X_train shape:  (1467, 35)
RF accuracy:  0.6866485013623979
RF auc:  0.58993724932074


Later, I check if there is more optimal combination of features using the RFECV (Recursive feature elimination cross validation) which remove features one by one and check if it improves the model according to the defined criteria. We can see that the 35 features left after removing the correlated features are the most optimal combination.

In [15]:
rfecv = RFECV(estimator=classifier, step=1, cv=5, scoring='roc_auc',  n_jobs = -1)
rfecv.fit(X_train, y_train)
print('Optimal number of features: {}'.format(rfecv.n_features_))

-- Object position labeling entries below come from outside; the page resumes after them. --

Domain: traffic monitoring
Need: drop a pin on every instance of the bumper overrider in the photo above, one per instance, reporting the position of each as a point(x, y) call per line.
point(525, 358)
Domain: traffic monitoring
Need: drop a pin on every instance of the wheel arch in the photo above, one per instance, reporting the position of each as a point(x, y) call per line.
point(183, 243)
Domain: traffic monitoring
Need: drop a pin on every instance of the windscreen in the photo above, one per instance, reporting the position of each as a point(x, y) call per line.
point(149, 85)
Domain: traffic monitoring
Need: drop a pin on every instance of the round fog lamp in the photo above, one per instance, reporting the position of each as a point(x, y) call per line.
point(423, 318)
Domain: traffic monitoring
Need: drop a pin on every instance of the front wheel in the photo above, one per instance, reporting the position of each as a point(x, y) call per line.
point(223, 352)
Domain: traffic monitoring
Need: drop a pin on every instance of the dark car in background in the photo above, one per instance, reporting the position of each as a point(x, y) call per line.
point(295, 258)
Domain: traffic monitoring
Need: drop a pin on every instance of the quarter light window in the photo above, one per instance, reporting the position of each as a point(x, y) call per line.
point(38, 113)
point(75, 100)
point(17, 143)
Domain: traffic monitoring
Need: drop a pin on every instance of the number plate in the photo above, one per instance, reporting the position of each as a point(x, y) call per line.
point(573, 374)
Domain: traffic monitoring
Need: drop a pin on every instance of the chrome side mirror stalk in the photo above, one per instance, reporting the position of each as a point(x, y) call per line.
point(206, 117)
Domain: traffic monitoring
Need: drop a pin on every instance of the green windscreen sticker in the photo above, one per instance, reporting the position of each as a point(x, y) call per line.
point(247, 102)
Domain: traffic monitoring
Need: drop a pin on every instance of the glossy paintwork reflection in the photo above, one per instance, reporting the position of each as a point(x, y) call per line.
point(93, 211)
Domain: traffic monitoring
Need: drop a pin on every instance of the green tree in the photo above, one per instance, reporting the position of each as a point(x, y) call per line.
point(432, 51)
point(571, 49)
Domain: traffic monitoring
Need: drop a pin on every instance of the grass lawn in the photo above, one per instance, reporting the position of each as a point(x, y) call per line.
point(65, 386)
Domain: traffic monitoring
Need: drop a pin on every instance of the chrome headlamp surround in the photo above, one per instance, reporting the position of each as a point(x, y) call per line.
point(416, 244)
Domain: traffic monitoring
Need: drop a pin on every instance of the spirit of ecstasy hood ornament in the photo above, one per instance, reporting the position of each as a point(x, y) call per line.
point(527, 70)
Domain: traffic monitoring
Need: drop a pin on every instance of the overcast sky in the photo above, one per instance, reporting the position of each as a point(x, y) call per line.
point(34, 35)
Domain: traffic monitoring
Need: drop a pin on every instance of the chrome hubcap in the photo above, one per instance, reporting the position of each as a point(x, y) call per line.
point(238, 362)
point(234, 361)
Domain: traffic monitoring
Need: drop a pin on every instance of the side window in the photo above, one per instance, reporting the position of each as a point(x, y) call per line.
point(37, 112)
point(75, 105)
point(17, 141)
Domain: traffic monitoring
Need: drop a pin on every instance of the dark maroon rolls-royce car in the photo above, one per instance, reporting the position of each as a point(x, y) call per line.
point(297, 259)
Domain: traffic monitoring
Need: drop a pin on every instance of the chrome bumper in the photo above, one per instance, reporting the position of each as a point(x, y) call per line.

Optimal number of features: 35


# Summary

In this project I tried to predict which players improve their performance in the NBA playoffs compared to the NBA regular season. Using random forest algorithm and some feature engineering I achieved ~69% accuracy and 59% roc_auc score.
Improvements to the model could be made as for the following:
- add more features - especially game by game data as it might be we could get benefit from adding to the model features that describe the player performance against the specific teams he played in the playoffs.  
- Train the model on more data -  my model was limited to data from 1997 and after which is the data available on the NBA Miner website.